The current teaching on Systematic Benevolence also ignores that the system was premised on two great purposes, namely, to take care of the poor, and to spread the gospel.
Rarely do we find attention placed on assisting the poor in our stewardship calls. There is an unhealthy detachment from ministry to the poor and vulnerable, with tithe only regarded as the Lord’s money. This portrays supporting the church structure as nobler than addressing the needs of the poor—a false dichotomy. Jesus always identified himself with the poor (Matthew 25:31-46; Proverbs 19:17), and whatever support we provide to them is as important as that rendered to the church.
This is not a call for replacing one with the other, but an argument for balance, especially in the context of COVID-19. We seem to have forgotten that our systematic benevolence was developed out of a collective compassion for those who were poor, widows, fatherless, and elderly, as well as support of ministers and missionaries. These twin principles are what should make our mission one of compassionate benevolence.

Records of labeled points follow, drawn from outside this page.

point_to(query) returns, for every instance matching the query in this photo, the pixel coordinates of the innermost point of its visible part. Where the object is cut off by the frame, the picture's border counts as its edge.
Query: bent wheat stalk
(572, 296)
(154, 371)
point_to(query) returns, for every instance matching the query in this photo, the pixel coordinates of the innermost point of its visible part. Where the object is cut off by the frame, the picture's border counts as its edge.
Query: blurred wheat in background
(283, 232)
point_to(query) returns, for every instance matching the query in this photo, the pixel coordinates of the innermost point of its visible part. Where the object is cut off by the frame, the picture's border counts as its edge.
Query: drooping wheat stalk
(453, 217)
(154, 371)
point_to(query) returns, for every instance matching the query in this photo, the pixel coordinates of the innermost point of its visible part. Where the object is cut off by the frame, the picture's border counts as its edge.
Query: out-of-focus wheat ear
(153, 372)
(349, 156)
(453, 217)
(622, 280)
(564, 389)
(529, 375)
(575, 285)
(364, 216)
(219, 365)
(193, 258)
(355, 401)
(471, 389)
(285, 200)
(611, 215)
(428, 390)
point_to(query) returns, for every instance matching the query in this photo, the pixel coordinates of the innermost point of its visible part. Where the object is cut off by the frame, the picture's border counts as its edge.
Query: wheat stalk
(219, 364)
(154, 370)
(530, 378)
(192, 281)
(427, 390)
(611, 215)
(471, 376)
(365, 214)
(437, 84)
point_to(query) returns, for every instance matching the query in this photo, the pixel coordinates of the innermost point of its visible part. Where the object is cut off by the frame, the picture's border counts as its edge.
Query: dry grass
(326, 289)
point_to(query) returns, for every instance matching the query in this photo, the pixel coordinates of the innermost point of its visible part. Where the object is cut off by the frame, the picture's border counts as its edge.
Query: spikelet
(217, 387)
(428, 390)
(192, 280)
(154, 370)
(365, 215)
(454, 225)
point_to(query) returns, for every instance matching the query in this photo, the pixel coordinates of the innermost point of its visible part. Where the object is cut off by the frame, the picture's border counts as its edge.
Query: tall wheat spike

In many places, our church administrative structures have the liberty of maintaining reserves and investments, while local churches suffer from lack of funds, poorly maintained buildings, crippled programs, and debt. At a time when the same members are contending with the effects of COVID-19, local churches suffer the most, as they have no reserves to draw from.
Is it not an opportune time for conferences and unions to plow resources back into struggling local churches and to members? Local churches should see and experience that the church they love also cares for them.
At a time when incomes are adversely affected, to simply intensify calls for tithe contributions sounds insensitive and devoid of empathy. Shall leaders indifferently watch members struggle to access social protection packages and unemployment benefits being delivered by governments or other denominations? It is understandable that the church’s financial model is based on tithe, but transparency is needed. If indeed the church is under financial stress, transparency will give members a clearer picture of the real needs. As long as calls for transparency are resisted, suspicions of systematic consumption will always surface.
The need to rethink tithing means recapturing the true spirit of tithe, through detaching tithing from membership and leadership eligibility criteria, reorienting our message from fearmongering to cheerful generosity, and developing a transparent system that lets local churches benefit from tithe contributions.
Our context demands fresh thinking. As long as these issues are ignored, stewardship calls will appear increasingly disingenuous, and look like systematic compulsion rather than systematic generosity.
Admiral Ncube (PhD) is from Zimbabwe. He is a development analyst based in Botswana. He is a father of three and husband to Margret.